Brexit and Financial Services Firms
With Britain’s exit from the EU fast approaching (March 2019), we look at the regulator’s position on Brexit, the implications for UK firms with EEA clients and EEA incoming firms with UK clients, and how firms should be planning ahead for exit day.
FCA focus on Brexit
The FCA has dedicated a high level of resource to planning for Brexit and is aware of the impact Brexit is going to have on financial services regulation generally and on regulated firms.
The EU (Withdrawal) Bill will convert existing EU legislation into UK law and preserve existing UK laws which implement EU obligations. The FCA is currently reviewing the FCA Handbook of Rules and Guidance to see where changes may be required in light of the legislative changes.
Passporting rights
The FCA recognises that firms that rely on passporting rights will not be able to carry on their business in order to meet their contractual obligations until they gain authorisation for the state in which they are undertaking such cross-border /branch business or by using a passport granted by another member state in which they are authorised. The FCA sees this as a particular concern for insurance business (the ability to pay claims and receive premiums from policyholders on a cross-border basis) and for cross-border derivative products.
These risks affect both the UK and the EU. The FCA envisages that during the transition or implementation period, a solution will be found so as to reduce the risks to financial stability. One of the best ways to mitigate these risks would be an agreement with the EU to allow existing contracts to continue in force.
The UK government has said it will legislate if necessary to allow European counterparties to service contracts with UK entities after Brexit; however, no reciprocal agreement from EU authorities has been made as yet. Any such agreement relies on a formal agreement and the adoption of a transition or implementation period.
EEA firms with a UK branch or which offer cross-border services into the UK
The UK government has made a commitment to allow EEA firms to continue to operate and service contracts by granting temporary permissions for firms (such as with the consumer credit interim permission regime when the FCA took over supervision from the Office of Fair Trading). Such firms will need to notify the FCA if they intend to use such a temporary permission before exit day.
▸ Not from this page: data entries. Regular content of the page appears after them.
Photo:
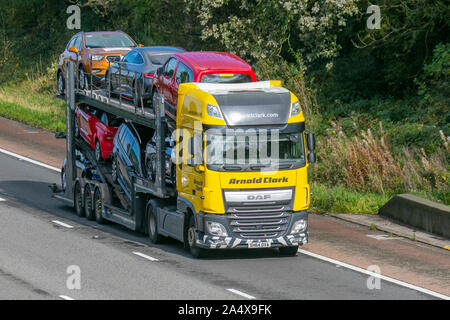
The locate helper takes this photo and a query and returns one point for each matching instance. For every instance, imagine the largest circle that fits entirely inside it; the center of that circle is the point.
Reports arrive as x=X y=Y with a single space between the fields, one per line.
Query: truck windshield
x=267 y=148
x=108 y=40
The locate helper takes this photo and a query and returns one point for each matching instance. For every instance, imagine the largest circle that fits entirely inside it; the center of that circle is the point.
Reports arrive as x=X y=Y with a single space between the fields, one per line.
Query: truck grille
x=259 y=224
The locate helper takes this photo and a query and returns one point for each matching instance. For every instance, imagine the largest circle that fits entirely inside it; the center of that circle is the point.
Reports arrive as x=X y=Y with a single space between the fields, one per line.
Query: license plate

The FCA are carrying out a survey of EEA firms that passport into the UK or which market funds in the UK which is intended to help the FCA design the temporary permissions scheme. This survey closes on 11 May.
UK firms with an EEA branch or which offer cross-border services into the EEA
The FCA is advising UK firms that service clients in the EEA to continue to prepare for a range of scenarios. Such firms should discuss these arrangements and the implications of a transition period with the relevant EU regulator in the state(s) in which they do business. EU regulators (including the CSSF in Luxembourg, BaFIN in Germany, the French AMF and the Central Bank of Ireland) are in active discussions with UK firms looking at setting up a subsidiary in their respective states so as to continue to offer services to EEA clients. The key issue for firms will be how much of the business needs to move to that subsidiary and how much can be outsourced back to the UK so as to satisfy the regulator that the business is being operated from that location and therefore that it can be appropriately supervised and when such relocation is required (ie before March 2019 or, if the regulators come to an agreement, during a transition period). Firms should also bear in mind how long the authorisation process will take in the jurisdiction so as to ensure it has the required permissions in place in time for March 2019 if a transition period is not agreed.
Last year the European Securities and Markets Authority (ESMA) set up a forum, the Supervisory Coordination Network, to allow national regulators to discuss cases involving UK entities looking to relocate to Europe. ESMA wants to ensure that such UK firms that move any part of their business from the UK do not base that decision on the prospect of a national regulator enforcing less-strict standards than a supervisor in another country. National regulators are therefore mindful to avoid the creation of mere letterbox entities in their jurisdiction so it will be important to discuss with the regulators what operations can be delegated back to the UK.
There is a lot of work still to be done to agree a transition period; we would advise UK firms wishing to continue to service EEA clients from March 2019 to initiate discussions as soon as possible with EU regulators if they have not already done so.